MetroPCS Communications Inc., a provider of low-cost wireless service, reported a 10 percent drop in its third-quarter earnings Tuesday as it spent more to put smartphones in subscriber hands.
Its shares tumbled 73 cents, or 8.7 percent, to $7.77 in midday trading after falling to a 52-week low of $7.58 earlier in the day.
The company said its net income in the July to September period was $69.3 million, or 19 cents per share. That was down from $77.3 million, or 22 cents per share, a year earlier.
Analysts, on average, expected earnings of 24 cents per share, according to FactSet.
Revenue rose 18 percent to $1.21 billion, just below the average analyst forecast of $1.22 billion.
The Dallas-based company spent $343 million on new phones in the quarter, up from $256 million in the same period last year.

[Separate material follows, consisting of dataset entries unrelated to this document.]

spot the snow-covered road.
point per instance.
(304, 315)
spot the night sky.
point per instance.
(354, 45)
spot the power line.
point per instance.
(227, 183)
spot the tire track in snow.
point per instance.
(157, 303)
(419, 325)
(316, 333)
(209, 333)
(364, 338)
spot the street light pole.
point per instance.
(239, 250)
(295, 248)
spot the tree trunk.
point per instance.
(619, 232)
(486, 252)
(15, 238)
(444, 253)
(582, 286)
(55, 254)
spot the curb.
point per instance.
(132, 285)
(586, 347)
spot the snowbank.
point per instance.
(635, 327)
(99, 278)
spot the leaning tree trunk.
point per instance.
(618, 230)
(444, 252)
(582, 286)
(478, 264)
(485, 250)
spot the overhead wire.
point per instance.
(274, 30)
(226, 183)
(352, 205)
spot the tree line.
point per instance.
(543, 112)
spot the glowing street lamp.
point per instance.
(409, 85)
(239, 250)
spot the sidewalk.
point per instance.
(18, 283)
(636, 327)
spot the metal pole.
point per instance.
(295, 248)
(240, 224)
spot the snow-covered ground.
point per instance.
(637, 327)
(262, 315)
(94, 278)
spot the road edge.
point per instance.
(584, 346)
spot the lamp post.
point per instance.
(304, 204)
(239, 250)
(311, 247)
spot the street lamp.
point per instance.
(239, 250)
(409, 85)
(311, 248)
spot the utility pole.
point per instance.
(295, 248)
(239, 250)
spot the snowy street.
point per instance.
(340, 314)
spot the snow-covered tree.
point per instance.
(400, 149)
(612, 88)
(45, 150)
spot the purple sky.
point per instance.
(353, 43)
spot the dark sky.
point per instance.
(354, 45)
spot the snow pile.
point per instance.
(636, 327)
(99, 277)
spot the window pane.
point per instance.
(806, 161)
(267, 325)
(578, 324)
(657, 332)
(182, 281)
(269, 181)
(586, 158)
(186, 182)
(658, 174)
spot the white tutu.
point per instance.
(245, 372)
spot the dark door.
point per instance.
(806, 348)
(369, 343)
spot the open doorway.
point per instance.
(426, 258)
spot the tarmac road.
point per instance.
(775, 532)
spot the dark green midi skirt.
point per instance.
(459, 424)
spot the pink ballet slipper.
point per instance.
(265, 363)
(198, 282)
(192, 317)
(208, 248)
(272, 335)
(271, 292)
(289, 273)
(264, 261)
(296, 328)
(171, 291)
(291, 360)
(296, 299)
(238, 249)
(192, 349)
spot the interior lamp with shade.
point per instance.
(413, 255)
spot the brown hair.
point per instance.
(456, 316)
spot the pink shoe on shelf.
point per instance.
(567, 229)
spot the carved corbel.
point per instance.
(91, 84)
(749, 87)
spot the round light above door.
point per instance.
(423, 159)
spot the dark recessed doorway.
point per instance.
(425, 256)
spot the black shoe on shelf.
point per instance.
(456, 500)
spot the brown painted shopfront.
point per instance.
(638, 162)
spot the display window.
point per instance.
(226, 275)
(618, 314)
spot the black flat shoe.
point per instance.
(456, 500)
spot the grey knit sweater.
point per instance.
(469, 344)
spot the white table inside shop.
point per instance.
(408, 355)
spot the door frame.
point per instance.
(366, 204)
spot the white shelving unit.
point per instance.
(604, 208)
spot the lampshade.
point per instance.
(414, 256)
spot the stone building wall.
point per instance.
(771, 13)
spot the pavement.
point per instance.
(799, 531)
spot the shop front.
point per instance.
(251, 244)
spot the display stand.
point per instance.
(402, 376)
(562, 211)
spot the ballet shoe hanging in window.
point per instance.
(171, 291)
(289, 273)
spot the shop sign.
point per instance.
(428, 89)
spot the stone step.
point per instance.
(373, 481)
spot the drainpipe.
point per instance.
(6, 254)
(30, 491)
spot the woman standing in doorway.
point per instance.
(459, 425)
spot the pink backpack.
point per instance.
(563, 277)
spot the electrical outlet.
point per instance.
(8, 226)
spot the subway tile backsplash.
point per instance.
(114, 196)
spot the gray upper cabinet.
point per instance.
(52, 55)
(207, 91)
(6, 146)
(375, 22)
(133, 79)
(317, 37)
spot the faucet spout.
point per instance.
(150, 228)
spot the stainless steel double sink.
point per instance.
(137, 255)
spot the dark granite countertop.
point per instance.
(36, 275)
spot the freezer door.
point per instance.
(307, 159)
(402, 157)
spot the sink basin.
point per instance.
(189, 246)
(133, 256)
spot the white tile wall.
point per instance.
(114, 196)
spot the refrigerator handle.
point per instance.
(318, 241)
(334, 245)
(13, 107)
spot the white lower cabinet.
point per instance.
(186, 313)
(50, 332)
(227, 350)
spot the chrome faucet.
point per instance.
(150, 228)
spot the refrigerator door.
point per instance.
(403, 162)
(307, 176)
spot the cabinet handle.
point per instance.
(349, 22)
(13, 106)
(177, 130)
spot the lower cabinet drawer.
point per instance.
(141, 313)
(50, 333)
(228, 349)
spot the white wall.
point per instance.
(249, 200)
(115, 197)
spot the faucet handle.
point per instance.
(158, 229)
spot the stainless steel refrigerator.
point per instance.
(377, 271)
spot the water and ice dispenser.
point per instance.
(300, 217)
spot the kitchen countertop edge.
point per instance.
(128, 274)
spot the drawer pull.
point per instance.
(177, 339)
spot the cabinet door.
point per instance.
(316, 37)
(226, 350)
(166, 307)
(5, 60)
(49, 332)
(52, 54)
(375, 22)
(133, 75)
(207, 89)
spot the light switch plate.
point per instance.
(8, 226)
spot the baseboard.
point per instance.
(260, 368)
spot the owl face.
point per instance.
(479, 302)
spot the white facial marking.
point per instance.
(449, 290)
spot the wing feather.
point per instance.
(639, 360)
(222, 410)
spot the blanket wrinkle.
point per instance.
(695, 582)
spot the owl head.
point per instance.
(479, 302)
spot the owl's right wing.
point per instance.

Meanwhile, revenue from equipment sales was flat. Nearly half of the phones sold were smartphones, which cost more than regular phones. Yet MetroPCS sells some touchscreen Android smartphones for $59 without a contract.
Even with higher smartphone sales, MetroPCS saw an uptick in "churn," or the percentage of customers leaving every month. It went from 3.8 percent a year ago to 4.5 percent.
With subscribers leaving at higher rates, MetroPCS eked out a net gain of 69,384 subscriber in the quarter, the lowest number in two years. It ended the quarter with 9.1 million customers, making it the fifth-largest cellphone company in the U.S.
MetroPCS provides prepaid, flat-rate wireless service plans with no required contract or credit checks. It operates mainly in cities.